At the Ukraine Border, Volunteers Struggle to Make Up for Absent NGOs

At the Ukraine Border, Volunteers Struggle to Make Up for Absent NGOs
Czech volunteer Lukas Saranga cooks soup in a giant pot for refugees fleeing Ukraine at the train station at the border crossing of Medyka, Poland, March 8, 2022 (AP photo by Visar Kryeziu).

WARSAW, Poland—Since the Russian invasion of Ukraine, war refugees have been flooding across the country’s western border into Poland, greeted by local Poles, international volunteers and a few small NGOs operating in the country. How is this effort going three weeks into Europe’s biggest refugee crisis since World War II? In Poland this week, I asked these questions of journalists, aid workers and Polish citizens.

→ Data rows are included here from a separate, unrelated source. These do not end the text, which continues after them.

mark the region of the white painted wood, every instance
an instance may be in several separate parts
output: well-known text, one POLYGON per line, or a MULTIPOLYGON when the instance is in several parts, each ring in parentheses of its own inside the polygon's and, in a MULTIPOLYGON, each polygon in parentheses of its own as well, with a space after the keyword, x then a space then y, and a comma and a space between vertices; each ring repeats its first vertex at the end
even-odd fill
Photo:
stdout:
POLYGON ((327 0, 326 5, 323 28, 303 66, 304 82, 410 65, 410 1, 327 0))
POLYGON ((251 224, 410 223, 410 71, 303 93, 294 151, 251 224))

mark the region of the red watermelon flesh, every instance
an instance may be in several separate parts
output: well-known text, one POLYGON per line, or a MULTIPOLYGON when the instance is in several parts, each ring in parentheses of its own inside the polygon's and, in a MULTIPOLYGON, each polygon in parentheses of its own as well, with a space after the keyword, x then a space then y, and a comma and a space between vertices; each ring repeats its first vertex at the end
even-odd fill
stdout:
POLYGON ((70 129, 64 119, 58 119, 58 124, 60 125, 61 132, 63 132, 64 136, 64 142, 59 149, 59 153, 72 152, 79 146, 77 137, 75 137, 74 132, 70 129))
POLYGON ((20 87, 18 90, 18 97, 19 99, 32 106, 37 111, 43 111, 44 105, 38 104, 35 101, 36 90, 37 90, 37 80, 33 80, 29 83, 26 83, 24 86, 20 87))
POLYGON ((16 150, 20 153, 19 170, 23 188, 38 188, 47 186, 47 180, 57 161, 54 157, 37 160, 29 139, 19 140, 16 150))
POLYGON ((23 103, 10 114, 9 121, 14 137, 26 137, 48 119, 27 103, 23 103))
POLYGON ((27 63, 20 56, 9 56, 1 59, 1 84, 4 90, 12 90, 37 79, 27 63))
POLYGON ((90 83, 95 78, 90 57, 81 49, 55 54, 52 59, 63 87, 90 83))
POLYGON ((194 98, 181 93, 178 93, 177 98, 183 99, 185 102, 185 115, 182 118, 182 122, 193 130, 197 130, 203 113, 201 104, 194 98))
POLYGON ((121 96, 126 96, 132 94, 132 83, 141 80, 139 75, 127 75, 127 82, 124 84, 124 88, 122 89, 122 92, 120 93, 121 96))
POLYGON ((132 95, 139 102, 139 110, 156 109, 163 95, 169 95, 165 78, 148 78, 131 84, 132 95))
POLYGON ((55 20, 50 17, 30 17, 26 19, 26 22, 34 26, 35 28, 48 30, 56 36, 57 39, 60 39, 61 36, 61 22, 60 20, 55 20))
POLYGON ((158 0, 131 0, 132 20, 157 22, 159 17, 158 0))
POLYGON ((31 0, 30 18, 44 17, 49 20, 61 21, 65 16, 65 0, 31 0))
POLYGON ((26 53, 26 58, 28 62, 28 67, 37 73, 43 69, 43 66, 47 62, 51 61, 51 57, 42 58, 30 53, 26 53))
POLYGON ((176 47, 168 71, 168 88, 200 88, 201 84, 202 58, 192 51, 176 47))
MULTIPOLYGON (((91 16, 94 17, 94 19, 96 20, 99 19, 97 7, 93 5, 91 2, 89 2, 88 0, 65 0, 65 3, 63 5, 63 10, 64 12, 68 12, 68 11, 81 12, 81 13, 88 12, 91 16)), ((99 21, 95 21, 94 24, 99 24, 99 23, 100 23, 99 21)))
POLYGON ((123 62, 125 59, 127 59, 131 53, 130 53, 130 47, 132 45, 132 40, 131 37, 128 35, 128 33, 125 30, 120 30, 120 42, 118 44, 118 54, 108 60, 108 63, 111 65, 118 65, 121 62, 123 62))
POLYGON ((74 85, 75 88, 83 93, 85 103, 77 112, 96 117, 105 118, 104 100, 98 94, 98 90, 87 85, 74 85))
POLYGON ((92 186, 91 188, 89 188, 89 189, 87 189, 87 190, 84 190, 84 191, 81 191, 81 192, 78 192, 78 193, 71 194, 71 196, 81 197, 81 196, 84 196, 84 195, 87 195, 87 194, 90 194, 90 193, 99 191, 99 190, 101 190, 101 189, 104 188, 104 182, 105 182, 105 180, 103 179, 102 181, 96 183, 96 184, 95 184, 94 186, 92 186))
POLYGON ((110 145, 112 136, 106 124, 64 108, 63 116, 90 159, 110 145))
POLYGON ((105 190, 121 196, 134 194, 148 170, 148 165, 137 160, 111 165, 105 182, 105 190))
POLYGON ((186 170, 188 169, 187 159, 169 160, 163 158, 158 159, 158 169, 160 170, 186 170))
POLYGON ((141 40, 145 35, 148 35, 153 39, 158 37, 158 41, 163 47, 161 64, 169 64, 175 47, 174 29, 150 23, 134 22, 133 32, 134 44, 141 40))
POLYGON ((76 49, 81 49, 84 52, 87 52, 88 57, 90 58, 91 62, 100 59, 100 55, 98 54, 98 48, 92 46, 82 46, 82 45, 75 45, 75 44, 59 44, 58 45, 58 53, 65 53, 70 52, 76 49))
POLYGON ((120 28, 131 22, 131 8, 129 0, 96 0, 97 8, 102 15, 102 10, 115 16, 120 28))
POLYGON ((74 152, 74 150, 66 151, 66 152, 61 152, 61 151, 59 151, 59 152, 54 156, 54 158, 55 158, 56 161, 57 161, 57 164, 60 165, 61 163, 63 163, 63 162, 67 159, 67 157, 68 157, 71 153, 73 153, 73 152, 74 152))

The reality is, almost as unprecedented as the refugee flows is the absence of most of the big NGOs that Americans think of—and are most likely to donate money to—when it comes to a refugee crisis. I did not even see an office for UNHCR—the United Nations Refugee Agency—in the Warsaw train station. And while the International Organization for Migration had a solitary, mostly empty tent at a border crossing I visited, grassroots volunteers there told me that “they just did it to plant a flag, not to help.”

This is a dramatic difference from most refugee crises where, as political scientists Alexander Cooley and James Ron famously described, all the major NGOs and international organizations—Doctors Without Borders, the International Rescue Committee and the World Food Program, among others—along with hundreds of smaller ones normally descend to provide relief in exchange for short-term contracts by major donors such as the U.S. Agency for International Development, or USAID. The U.S. Congress did in fact recently approve an enormous aid package for Ukraine, but USAID’s “implementing partners”—the U.N. agencies and big international NGOs—are nowhere to be seen. Why?